Written by nitinpai on March 30th, 2008
Designing Enterprise Applications – Approaches and Patterns
JavaWorld has published a useful research paper which discusses how to discern which design patterns and frameworks would work best for your enterprise applications, written by Chris Richardson. As a developer it is very essential to know about the different strategies one would adopt in a particular business scenario. This paper helps you in making important decisions about which design patterns would best suite a given set of requirements.
According to the research done by Chris for enterprise applications, here are some of the important points which the paper elaborates:
- Make use of the POJO approach, with lightweight frameworks like Hibernate for ORM and Spring AOP for transactional activities.
- EJB 3 makes it possible to have your business logic sit within your POJO and also make it run outside the container which makes it really usable.
- Implementing 3 tiers for an application which commonly include
- Presentation tier
- Business Interfaces for encapsulation + Business tier logic in classes
- Persistence tier for handling transactions and concurrency
- The design should involve,
- Modeling your business classes appropriately
- Code structuring principles for easier maintenance
While the above points are usually very well known amongst the developer community, it helps if you know which decisions should be taken when. Design patterns which have been established over the years play a key role in making such decisions. The white paper explains a few of the design patterns which are particularly mentioned when enterprise applications are into consideration.

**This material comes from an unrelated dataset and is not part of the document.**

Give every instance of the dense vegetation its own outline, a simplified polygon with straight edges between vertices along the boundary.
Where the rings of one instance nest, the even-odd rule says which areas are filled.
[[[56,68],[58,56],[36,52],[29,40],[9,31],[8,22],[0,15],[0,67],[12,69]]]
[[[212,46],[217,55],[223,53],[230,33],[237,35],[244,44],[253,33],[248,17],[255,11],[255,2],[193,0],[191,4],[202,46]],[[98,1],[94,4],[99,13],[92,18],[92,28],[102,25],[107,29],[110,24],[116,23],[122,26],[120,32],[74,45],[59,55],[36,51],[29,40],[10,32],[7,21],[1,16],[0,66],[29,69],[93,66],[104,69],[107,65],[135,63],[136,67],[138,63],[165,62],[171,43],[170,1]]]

I would like to enumerate here, some of the different design patterns which are highlighted in the paper, according to the decisions which fall into 3 main categories.
Decision #1 – Organizing Business Logic
When you have to implement the business logic it is very important to identify the scope and the scale of the application to decide one or the other approaches as stated below,
Transaction Script Pattern:
- Does not follow the object oriented principles
- Methods are mapped to application request from the presentation tier, which are called as Transaction Scripts
- Follows the procedural approach which makes classes less important and methods more important
- Simple to implement but difficult to understand and maintain the code
- Mainly used when business application is small
Object Oriented Approach:
- Maps the objects from real world to the application
- Easier to understand the application logic
- Behavior and state are encapsulated inside the mapped objects
- Lightweight frameworks help to apply this approach to your application.
Table Module Pattern:
- Involves mapping of database tables to business classes
- An object of a table includes all rows of the table rather than a single object mapped to one row
- It suffers from the problem of maintenance.
Decision #2 – Encapsulating of Business Logic
Well designed Business applications always encapsulate logic from the view. This helps in application scalability and security, at the same time providing loose coupling between the different tiers. The patterns which can be adhered to encapsulate business logic are:
Session Facade Pattern:
- Promotes proper encapsulation of business level logic
- Handles transactional behavior, security and presentation tier requests
- Does caching of objects to prevent memory overloading in case of many requests
- Delegates requests to proper business objects
- Was earlier implemented by using EJB 2 Session Objects
- It is heavy on memory and time consuming for testing and development
POJO Facade Pattern:
- Business logic encapsulated within simple POJO’s
- Easier to develop and test and can run outside the container
- Transactions , security and state can be maintained through AOP
- Spring framework uses this pattern
- Light on memory
- Makes use of Dependency Injection for wiring the business classes instead of using JNDI
Exposed Domain Model Pattern:
- Used to avoid extra code for designing the facade
- Presentation tier can directly access data objects
- Makes use of AOP to access business objects without an intermediate facade layer
- Drawbacks include the requirement of transactions and data handling by presentation tier
- Risky since presentation tier can directly manipulate persistent data.
Decision #3 – Database Access
The decision of accessing data is of strategic importance since IO has a major impact on application performance. So apart from making a decision on the databases and normalization it is crucial to have the best approach for accessing it from other tiers in the application. The paper emphasizes that,
Direct JDBC has drawbacks such as:
- Boiler plate code for handling connection and fetching of data
- Database specific SQL reduces the portability of the application
- Maintenance of low level SQL poses problems from schema changes
- Can be of advantage when vendor specific features have to be accessed
To overcome the disadvantages of JDBC, using a framework like the iBATIS Framework can be advantageous since:
- Direct SQL queries can be used
- Provides mapping between resultsets and Java Beans through XML descriptor
The Advantages that Persistance Frameworks offer are:
- Mapping of data to domain objects
- No need to write SQL code
- Flexibility offered by configuring XML descriptors for domain level objects and data
- Loading & updating of database as and when required
- Transactions and concurrency are handled by the framework
Enterprise applications should be modeled and designed properly from the early phases itself. Without following proper approaches from the ones mentioned above can be an invitation for trouble. I hope that these approaches help the developers to come up with good designs for enterprise applications.